# Critical thinking questions on Capacitance

Discussion in 'Homework Help' started by electronicstech07, Sep 28, 2008.

1. ### electronicstech07 Thread Starter Member

Nov 16, 2007
18
0
I am stuck on some critical thinking questions on Capacitance. I will work out the problem to see if I can get it right. Please do correct my mistakes along the way. I would appreciated it if someone can help me correcting my mistakes:

1. If Vs = 25V, Vc1= 10V, Vc2= 15V, CT=10 uF, determine each capacitance value in this series capacitive circuit.
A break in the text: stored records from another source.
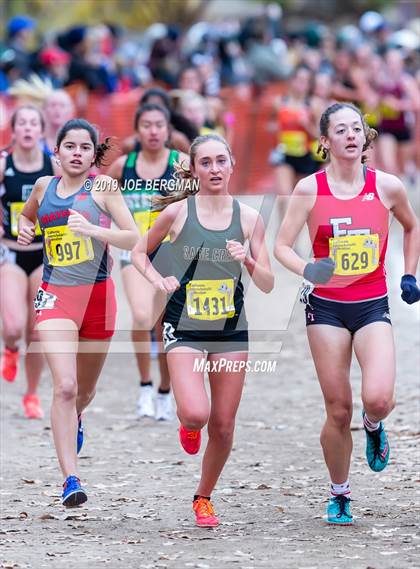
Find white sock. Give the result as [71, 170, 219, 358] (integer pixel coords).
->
[363, 413, 380, 433]
[330, 480, 351, 498]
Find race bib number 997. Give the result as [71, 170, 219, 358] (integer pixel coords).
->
[44, 225, 94, 267]
[186, 279, 235, 320]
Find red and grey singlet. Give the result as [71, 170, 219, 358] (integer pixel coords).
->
[308, 168, 389, 302]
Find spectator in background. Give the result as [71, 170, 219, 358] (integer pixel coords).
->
[43, 89, 74, 156]
[6, 15, 35, 79]
[57, 26, 113, 93]
[243, 20, 290, 86]
[149, 26, 181, 88]
[219, 38, 252, 86]
[38, 45, 70, 87]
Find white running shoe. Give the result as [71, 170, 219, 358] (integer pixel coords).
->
[137, 385, 155, 419]
[155, 393, 173, 421]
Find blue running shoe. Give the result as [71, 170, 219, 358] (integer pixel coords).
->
[77, 415, 83, 454]
[61, 476, 87, 508]
[327, 494, 353, 526]
[363, 412, 389, 472]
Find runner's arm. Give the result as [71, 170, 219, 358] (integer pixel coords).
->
[0, 154, 6, 235]
[107, 154, 127, 181]
[131, 202, 182, 292]
[17, 176, 51, 245]
[244, 211, 274, 293]
[274, 176, 316, 276]
[384, 176, 420, 275]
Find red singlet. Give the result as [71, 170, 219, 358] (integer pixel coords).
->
[308, 168, 389, 302]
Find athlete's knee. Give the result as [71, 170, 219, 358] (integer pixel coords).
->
[177, 409, 209, 431]
[54, 377, 77, 402]
[327, 403, 353, 430]
[3, 322, 25, 345]
[26, 329, 40, 346]
[208, 420, 235, 446]
[133, 307, 154, 330]
[363, 395, 395, 419]
[77, 389, 96, 409]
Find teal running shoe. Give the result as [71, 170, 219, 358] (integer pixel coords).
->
[61, 476, 87, 508]
[363, 412, 389, 472]
[327, 494, 353, 526]
[77, 415, 83, 454]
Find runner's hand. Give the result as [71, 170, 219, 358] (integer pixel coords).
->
[153, 277, 180, 294]
[67, 209, 96, 237]
[226, 239, 246, 263]
[400, 275, 420, 304]
[303, 257, 335, 284]
[17, 225, 35, 245]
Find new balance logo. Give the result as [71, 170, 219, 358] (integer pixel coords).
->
[362, 192, 375, 202]
[162, 322, 177, 348]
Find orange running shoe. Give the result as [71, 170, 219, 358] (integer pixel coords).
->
[22, 394, 44, 419]
[193, 496, 220, 528]
[1, 347, 19, 382]
[179, 425, 201, 454]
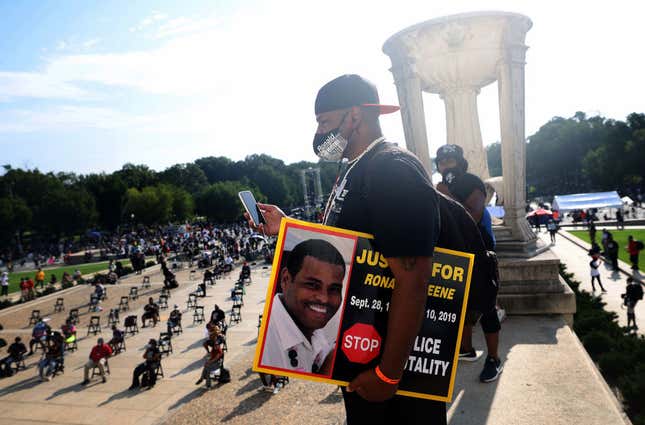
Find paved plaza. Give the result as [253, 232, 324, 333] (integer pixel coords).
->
[539, 227, 645, 335]
[0, 248, 624, 425]
[0, 266, 269, 425]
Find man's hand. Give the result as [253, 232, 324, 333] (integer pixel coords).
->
[347, 369, 398, 402]
[435, 182, 452, 198]
[244, 202, 287, 236]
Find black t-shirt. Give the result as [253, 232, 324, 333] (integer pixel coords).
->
[324, 141, 440, 257]
[437, 194, 499, 312]
[446, 173, 486, 205]
[7, 342, 27, 357]
[445, 173, 495, 251]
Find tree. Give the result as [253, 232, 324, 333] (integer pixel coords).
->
[486, 142, 502, 177]
[123, 186, 173, 226]
[167, 186, 195, 221]
[0, 197, 32, 244]
[195, 181, 264, 223]
[195, 156, 237, 183]
[159, 164, 208, 193]
[79, 173, 128, 230]
[115, 163, 159, 189]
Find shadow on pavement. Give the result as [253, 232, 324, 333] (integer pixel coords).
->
[235, 379, 261, 396]
[171, 359, 204, 378]
[222, 392, 273, 422]
[99, 390, 140, 407]
[318, 387, 343, 404]
[239, 368, 256, 381]
[0, 376, 40, 397]
[446, 316, 566, 425]
[182, 338, 204, 353]
[168, 384, 206, 410]
[46, 384, 86, 400]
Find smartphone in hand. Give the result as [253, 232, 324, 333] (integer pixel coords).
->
[238, 190, 266, 226]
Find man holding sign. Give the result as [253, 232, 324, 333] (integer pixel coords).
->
[262, 239, 345, 374]
[247, 75, 446, 425]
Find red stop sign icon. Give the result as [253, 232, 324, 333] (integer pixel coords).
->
[341, 323, 381, 364]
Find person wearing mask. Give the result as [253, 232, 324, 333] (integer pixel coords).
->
[435, 145, 504, 382]
[129, 339, 161, 390]
[0, 272, 9, 297]
[247, 74, 446, 425]
[81, 338, 112, 385]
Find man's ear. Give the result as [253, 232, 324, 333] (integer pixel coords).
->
[280, 267, 292, 294]
[349, 106, 363, 130]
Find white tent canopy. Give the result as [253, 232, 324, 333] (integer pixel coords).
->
[553, 190, 623, 211]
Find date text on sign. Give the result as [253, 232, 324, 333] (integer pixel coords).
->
[342, 323, 381, 364]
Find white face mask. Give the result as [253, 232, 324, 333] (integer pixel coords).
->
[314, 129, 349, 162]
[313, 112, 349, 162]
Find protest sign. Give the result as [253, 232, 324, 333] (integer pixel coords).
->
[253, 219, 474, 401]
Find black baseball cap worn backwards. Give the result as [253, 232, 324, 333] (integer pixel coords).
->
[315, 74, 399, 115]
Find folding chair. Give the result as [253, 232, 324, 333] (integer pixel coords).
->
[186, 294, 197, 310]
[87, 294, 99, 312]
[193, 305, 206, 325]
[52, 356, 65, 377]
[65, 332, 78, 351]
[228, 305, 242, 325]
[157, 332, 172, 356]
[154, 362, 164, 378]
[119, 297, 130, 311]
[87, 316, 101, 335]
[123, 316, 139, 335]
[157, 295, 168, 310]
[29, 310, 40, 326]
[170, 320, 184, 335]
[90, 359, 110, 379]
[130, 286, 139, 301]
[68, 308, 79, 325]
[14, 356, 27, 373]
[233, 289, 244, 305]
[108, 308, 119, 326]
[112, 338, 126, 355]
[54, 298, 65, 313]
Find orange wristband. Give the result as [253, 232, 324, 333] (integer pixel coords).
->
[374, 366, 401, 385]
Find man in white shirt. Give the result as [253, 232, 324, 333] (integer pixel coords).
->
[261, 239, 345, 375]
[0, 272, 9, 297]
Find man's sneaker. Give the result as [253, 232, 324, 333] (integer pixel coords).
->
[459, 348, 482, 362]
[479, 356, 504, 382]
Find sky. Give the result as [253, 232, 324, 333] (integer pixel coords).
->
[0, 0, 645, 173]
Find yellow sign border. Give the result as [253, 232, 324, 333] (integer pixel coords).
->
[252, 217, 475, 402]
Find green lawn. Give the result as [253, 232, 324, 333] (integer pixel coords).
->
[9, 260, 140, 293]
[569, 226, 645, 264]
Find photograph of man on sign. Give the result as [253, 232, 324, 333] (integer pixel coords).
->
[260, 230, 353, 376]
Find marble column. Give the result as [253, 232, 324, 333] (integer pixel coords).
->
[498, 44, 536, 242]
[389, 47, 432, 174]
[441, 87, 490, 180]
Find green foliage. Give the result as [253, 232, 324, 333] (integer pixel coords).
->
[159, 164, 208, 193]
[560, 265, 645, 425]
[123, 185, 173, 225]
[524, 112, 645, 196]
[195, 181, 264, 223]
[486, 142, 502, 177]
[569, 228, 645, 264]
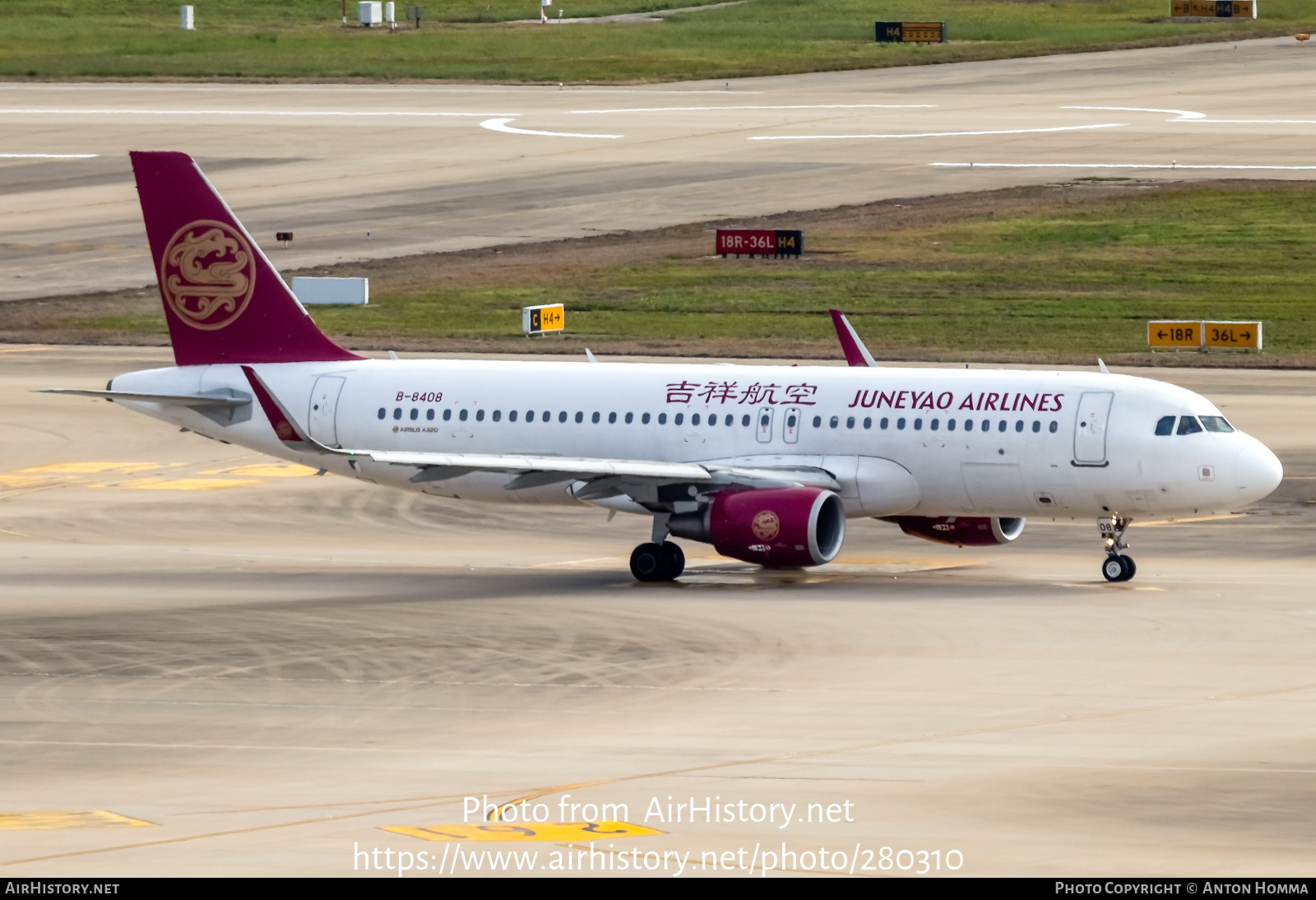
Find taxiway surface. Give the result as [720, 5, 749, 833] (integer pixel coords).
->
[0, 38, 1316, 300]
[0, 346, 1316, 876]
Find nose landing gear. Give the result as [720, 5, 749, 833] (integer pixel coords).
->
[1096, 513, 1138, 582]
[630, 540, 686, 582]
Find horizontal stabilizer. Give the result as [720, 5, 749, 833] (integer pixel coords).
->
[35, 388, 252, 409]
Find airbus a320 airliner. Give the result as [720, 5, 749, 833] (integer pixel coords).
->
[44, 153, 1283, 582]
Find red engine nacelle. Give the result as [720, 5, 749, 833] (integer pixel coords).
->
[667, 487, 845, 568]
[891, 516, 1026, 547]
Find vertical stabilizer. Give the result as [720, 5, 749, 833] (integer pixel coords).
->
[129, 153, 360, 366]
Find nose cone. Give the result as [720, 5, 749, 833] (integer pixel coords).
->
[1235, 441, 1285, 503]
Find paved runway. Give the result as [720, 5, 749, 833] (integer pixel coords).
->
[0, 346, 1316, 876]
[0, 38, 1316, 299]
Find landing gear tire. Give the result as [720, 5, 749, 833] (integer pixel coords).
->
[662, 540, 686, 580]
[630, 544, 684, 582]
[1096, 513, 1138, 582]
[1101, 555, 1138, 582]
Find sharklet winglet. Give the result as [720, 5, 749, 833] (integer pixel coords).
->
[827, 309, 878, 369]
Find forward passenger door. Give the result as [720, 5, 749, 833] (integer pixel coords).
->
[1074, 391, 1114, 466]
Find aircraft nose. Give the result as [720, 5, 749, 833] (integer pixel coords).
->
[1235, 441, 1285, 503]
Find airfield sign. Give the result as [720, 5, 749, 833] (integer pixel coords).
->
[1147, 320, 1261, 350]
[1147, 320, 1202, 349]
[1202, 322, 1261, 350]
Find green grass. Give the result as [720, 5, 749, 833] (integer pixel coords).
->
[0, 0, 1316, 83]
[296, 184, 1316, 364]
[17, 182, 1316, 367]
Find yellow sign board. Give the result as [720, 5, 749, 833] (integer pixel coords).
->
[1202, 322, 1261, 350]
[521, 303, 566, 334]
[380, 823, 663, 842]
[1147, 320, 1202, 347]
[0, 810, 155, 832]
[1170, 0, 1257, 18]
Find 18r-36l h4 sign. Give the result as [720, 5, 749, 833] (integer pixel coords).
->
[715, 228, 804, 257]
[873, 22, 946, 44]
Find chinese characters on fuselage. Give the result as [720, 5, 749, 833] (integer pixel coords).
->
[667, 380, 1064, 412]
[667, 382, 818, 406]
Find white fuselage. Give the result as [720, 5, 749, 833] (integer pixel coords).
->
[114, 360, 1281, 518]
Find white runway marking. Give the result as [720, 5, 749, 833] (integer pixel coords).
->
[1170, 118, 1316, 125]
[0, 109, 521, 118]
[571, 103, 936, 116]
[928, 162, 1316, 171]
[746, 123, 1128, 141]
[1061, 107, 1207, 123]
[480, 118, 621, 140]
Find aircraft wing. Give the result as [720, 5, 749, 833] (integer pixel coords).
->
[355, 450, 838, 491]
[242, 366, 840, 499]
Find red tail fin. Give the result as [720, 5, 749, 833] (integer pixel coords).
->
[129, 153, 360, 366]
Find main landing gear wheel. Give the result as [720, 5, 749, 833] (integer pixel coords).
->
[1101, 557, 1138, 582]
[630, 542, 686, 582]
[1096, 513, 1138, 582]
[662, 540, 686, 579]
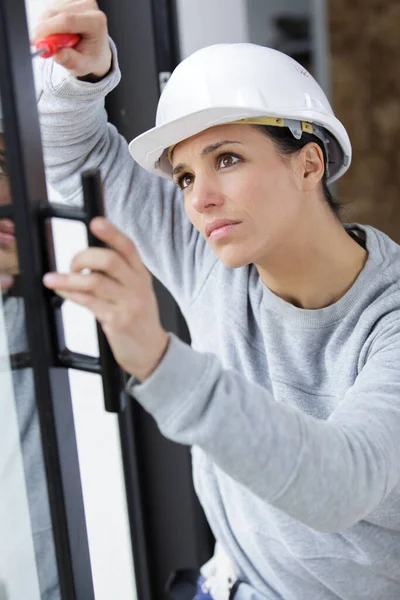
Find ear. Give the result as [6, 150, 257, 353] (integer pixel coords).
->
[300, 142, 325, 192]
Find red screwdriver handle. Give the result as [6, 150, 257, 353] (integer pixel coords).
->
[36, 33, 81, 58]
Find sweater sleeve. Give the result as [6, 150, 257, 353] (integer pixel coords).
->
[38, 42, 216, 309]
[128, 332, 400, 532]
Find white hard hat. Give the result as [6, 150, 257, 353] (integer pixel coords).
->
[129, 43, 351, 182]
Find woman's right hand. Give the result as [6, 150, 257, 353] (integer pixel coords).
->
[31, 0, 112, 79]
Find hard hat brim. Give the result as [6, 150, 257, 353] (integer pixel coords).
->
[129, 106, 351, 183]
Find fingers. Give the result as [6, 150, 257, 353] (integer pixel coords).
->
[32, 0, 112, 79]
[43, 273, 121, 304]
[90, 217, 147, 272]
[52, 290, 112, 323]
[33, 0, 100, 41]
[0, 274, 14, 294]
[33, 10, 107, 47]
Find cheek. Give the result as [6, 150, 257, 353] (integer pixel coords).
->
[0, 178, 11, 206]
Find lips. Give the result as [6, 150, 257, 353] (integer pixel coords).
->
[205, 219, 240, 237]
[0, 219, 15, 246]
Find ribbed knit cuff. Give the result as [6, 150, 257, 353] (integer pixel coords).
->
[45, 38, 121, 99]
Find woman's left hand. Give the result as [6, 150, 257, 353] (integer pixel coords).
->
[43, 217, 169, 381]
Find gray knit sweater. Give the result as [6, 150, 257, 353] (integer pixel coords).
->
[39, 44, 400, 600]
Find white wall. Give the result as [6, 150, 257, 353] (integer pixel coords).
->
[177, 0, 249, 59]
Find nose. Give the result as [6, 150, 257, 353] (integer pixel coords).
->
[191, 176, 224, 213]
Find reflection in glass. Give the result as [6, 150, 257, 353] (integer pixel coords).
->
[0, 105, 60, 600]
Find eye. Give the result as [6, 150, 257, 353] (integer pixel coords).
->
[176, 173, 194, 190]
[217, 154, 241, 169]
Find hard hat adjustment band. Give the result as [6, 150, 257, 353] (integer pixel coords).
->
[167, 116, 329, 171]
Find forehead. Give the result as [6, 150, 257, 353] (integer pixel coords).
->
[173, 124, 264, 162]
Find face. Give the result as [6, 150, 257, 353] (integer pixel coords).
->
[172, 125, 301, 268]
[0, 133, 18, 275]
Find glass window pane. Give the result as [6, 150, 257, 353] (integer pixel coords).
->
[0, 99, 60, 600]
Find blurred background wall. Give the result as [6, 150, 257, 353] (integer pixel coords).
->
[328, 0, 400, 243]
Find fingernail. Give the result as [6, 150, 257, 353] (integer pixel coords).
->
[0, 275, 14, 287]
[95, 217, 107, 231]
[43, 273, 57, 285]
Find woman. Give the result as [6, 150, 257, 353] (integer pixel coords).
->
[37, 1, 400, 600]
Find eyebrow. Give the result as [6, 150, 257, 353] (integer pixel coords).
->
[172, 140, 243, 175]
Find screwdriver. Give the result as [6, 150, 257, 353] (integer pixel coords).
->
[32, 33, 81, 58]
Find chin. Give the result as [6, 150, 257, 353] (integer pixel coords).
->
[217, 251, 252, 269]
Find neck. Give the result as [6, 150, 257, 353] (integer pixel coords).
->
[256, 209, 368, 309]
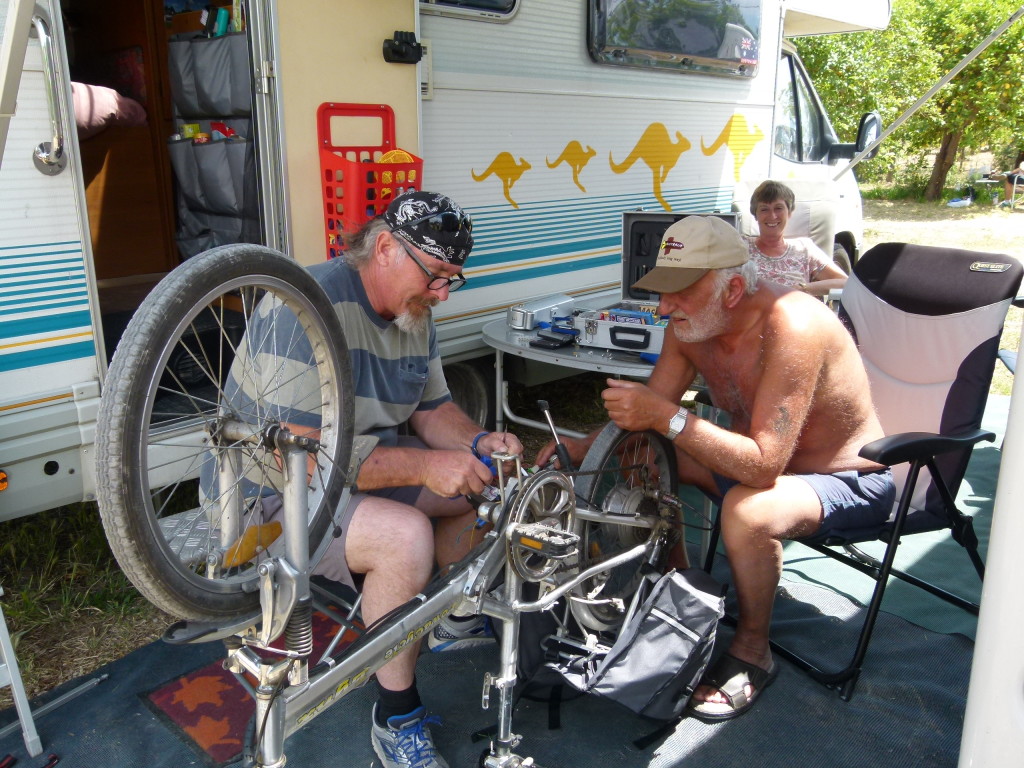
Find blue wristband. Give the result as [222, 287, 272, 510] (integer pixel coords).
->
[469, 432, 490, 459]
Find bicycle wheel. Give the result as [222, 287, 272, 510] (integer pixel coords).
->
[570, 423, 678, 632]
[96, 245, 353, 622]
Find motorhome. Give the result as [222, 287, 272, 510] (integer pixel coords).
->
[0, 0, 890, 520]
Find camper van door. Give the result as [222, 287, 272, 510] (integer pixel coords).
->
[0, 0, 103, 520]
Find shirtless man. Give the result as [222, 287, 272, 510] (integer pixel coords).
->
[538, 216, 895, 721]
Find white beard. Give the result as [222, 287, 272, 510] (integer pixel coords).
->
[672, 292, 728, 344]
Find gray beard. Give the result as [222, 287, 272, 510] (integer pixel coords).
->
[672, 295, 727, 344]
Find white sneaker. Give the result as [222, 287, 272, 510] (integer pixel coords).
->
[370, 702, 449, 768]
[427, 616, 495, 653]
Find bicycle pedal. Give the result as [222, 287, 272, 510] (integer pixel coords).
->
[512, 522, 580, 560]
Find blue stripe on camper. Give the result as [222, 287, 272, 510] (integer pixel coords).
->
[466, 253, 622, 291]
[0, 291, 89, 316]
[0, 311, 92, 339]
[0, 341, 96, 372]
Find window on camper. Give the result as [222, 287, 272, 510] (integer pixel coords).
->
[773, 53, 837, 163]
[587, 0, 761, 77]
[420, 0, 519, 22]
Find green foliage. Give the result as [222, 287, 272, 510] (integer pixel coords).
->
[0, 504, 143, 627]
[797, 0, 1024, 186]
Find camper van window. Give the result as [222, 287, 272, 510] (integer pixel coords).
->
[587, 0, 761, 78]
[420, 0, 520, 22]
[773, 53, 837, 163]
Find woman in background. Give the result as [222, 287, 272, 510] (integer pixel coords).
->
[746, 180, 846, 296]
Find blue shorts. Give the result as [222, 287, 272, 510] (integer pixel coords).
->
[708, 467, 896, 541]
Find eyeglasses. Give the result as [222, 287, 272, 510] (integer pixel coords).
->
[395, 211, 473, 233]
[395, 237, 466, 293]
I do know Q= V*C. So Q=25V * 10 uF = 250 uC. C=Q/V, C1 = 250uC/10V = 25uC, C2 = 250 uC/15V = 16.66 uC.

2. Two capacitors ( one 1 uF, the other unknown) are charged from a 12V source. The 1 uF cap is charged to 8V, the other to 4V. What is the value of the other capacitor?

In the chapter I was taught this formula Vx = Ct/Cx * Vs. Obviously this formula doesn't apply to this question. I know I can't find QT unless I know CT and VT, so I'm stumped on this question.

3. A 10 kHz voltage source is applied to a .0047 uF capacitor. 1 mA of rms current is measured. What is the value of the voltage?

I know V= I/XC. XC = 1/2*pi*f*C. So 1/6.28*10kHz*.0047uF = 3.38 kilo Ohm. V= 1 mA * 3.38 Kilo Ohm = 3.38 V.

4. A certain capacitor stores 50 millijoules of energy when charged to 12 V, what is the capacitance value?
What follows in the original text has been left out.